The pair of bills require both CUNY and SUNY campuses to offer medication abortion on-campus while also creating a fund to implement these services. The bills are sponsored by state Sen. Cordell Cleare and Assembly Member Harvey Epstein and is currently in committee.
With SUNY students needing to travel dozens of miles before being able to access reproductive healthcare, activists are calling on electeds to pass this bill so students are able to overcome this barrier. Since the fall of Roe v. Wade, abortion clinics have been overwhelmed with out-of-towners seeking abortions. Students said they believe that offering medication abortion on campuses will mean easing the need for abortion clinics, while dodging protestors waiting outside the facilities. Organizations such as Planned Parenthood, Advocates for Youth, the Reproductive Justice Collective, the Reproductive Justice Initiative (a part of Columbia School of Social Work), the United University Professions and the Professional Staff Congress at CUNY are working together to ensure this bill gets passed this legislative session.
The Clean Slate Act would seal a person’s criminal records after a set period of time. The bill is sponsored by state Sen. Zellnor Myrie and has been passed in the Senate, but not the Assembly as of yet. Organizations such as Center for Community Alternatives have been leading the charge to advocate for this bill.
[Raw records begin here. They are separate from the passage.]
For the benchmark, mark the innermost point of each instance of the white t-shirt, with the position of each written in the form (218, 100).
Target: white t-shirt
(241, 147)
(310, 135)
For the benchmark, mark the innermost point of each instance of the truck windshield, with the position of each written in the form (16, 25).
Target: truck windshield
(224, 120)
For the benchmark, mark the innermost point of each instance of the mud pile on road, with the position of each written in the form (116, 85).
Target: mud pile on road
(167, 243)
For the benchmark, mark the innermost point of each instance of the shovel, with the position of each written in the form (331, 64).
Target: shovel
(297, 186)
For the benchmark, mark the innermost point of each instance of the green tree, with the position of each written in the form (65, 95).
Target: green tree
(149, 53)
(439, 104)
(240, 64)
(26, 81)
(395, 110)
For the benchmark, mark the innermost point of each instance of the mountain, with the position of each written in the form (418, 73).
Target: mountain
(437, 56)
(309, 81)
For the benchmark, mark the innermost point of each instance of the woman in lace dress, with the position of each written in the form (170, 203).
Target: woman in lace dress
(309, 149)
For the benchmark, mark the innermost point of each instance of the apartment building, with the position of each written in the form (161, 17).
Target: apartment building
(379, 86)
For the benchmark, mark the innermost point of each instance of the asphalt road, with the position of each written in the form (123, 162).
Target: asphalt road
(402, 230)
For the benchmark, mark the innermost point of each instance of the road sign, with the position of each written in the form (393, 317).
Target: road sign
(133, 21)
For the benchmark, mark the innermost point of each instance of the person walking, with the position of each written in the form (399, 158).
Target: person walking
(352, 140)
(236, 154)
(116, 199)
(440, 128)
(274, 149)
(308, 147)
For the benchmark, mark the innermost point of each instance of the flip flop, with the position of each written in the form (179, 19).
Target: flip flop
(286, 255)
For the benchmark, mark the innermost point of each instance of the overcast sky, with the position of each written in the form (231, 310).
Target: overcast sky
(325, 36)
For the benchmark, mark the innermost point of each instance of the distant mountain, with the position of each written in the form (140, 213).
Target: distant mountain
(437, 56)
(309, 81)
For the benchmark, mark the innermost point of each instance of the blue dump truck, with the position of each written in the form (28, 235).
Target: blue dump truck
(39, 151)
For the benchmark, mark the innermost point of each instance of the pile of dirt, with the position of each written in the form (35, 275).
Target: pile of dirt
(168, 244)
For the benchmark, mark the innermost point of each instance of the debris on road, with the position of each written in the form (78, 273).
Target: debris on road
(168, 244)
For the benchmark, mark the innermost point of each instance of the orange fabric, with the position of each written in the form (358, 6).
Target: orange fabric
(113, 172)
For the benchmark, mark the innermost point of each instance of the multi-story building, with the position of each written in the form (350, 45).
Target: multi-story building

Sealing records is usually inaccessible as it requires costly fees, while some people don’t even know sealing is an option. The Clean Slate Act would make sealing more accessible by making record sealing automatic, misdemeanors would be sealed after 3 years and felonies after 7 years (as long as there is no subsequent charge pending and the person is not on parole or probation). Sex offenses are not eligible for record sealing.
Advocates argue that previously incarcerated people have paid their debt to society and should no longer suffer the consequences from their previous conviction. Those who have left incarceration behind still suffer from barriers in accessing education, housing and jobs. Sealing records is the solution, advocates argue, as it guards previously incarcerated people from discrimination and expands their eligibility for benefits.
The Elminate Mandatory Minimums Act will remove the mandatory minimum sentencing, which includes the three strike rule. The three strike rule says that any person who has committed 3 violent or drug related felonies must be sentenced to life without parole. The legislation is sponsored by Senator Zellnor Myrie and Assemblymember Demond Meeks.
Advocates believe that this legislation will undo the harms that were brought on during the Rockefellar Drug Law Era. This law would require a hearing before incarceration and give judges more authority over sentencing versus giving prosecutors the power in the case. The bill is currently in committee. The Communities Not Cages coalition has been fiercely advocating for this bill.
The Second Look Act will allow incarcerated persons to apply for a sentence reduction. It is sponsored by state Sen. Jualia Salaazar and currently in committee. The Communities Not Cages coalition has been advocating for the passage of this bill.
Almost 9,000 New Yorkers are serving life sentences, with New York having the third-largest population in the nation serving life sentences. Those who are for the passage of the Second Look Act believe that in order to reduce unnecessary incarceration, reviewing an individual’s growth and rehabilitation after a certain amount of years will relieve the incarcerated population.
The Earned Time Act allows incarcerated people to earn good time and merit time, in other words, it allows incarcerated people to earn time off of their sentences. In the 1990’s, New York limited the amount of time people could earn off of their sentences and restricted merit time based on conviction. With the ability to shave off years from their sentencing, advocates argue it will reunite families sooner and allow for rehabilitation. The bill is sponsored by state Sen. Jeremy A. Cooney and is currently in committee. The Communities Not Cages Coalition has also been advocating for the passage of this bill.
The Fair & Timely Parole bill would allow the parole board to release an incarcerated individual based on behavior and merit. The bill is currently sponsored by state Sen. Julia Salaazar and is in committee.
Proponents of this bill said incarcerated individuals will be allowed to work towards progress and will be allowed transformation through this bill. It will also reduce the population in prisons. Release Aging People in Prison has been advocating for this bill.
The Elder Parole bill grants parole eligibility for incarcerated individuals over the age of 55 who have served over 15 years of their prison sentence. The bill is sponsored by state Sen. Brad Hoylman and is currently in committee.
Proponents of this bill argue that alongside the Fair & Timely Parole bill, it will decrease prison populations and give individuals a chance to rehabilitate. Release Aging People in Prison has also been advocating for this bill.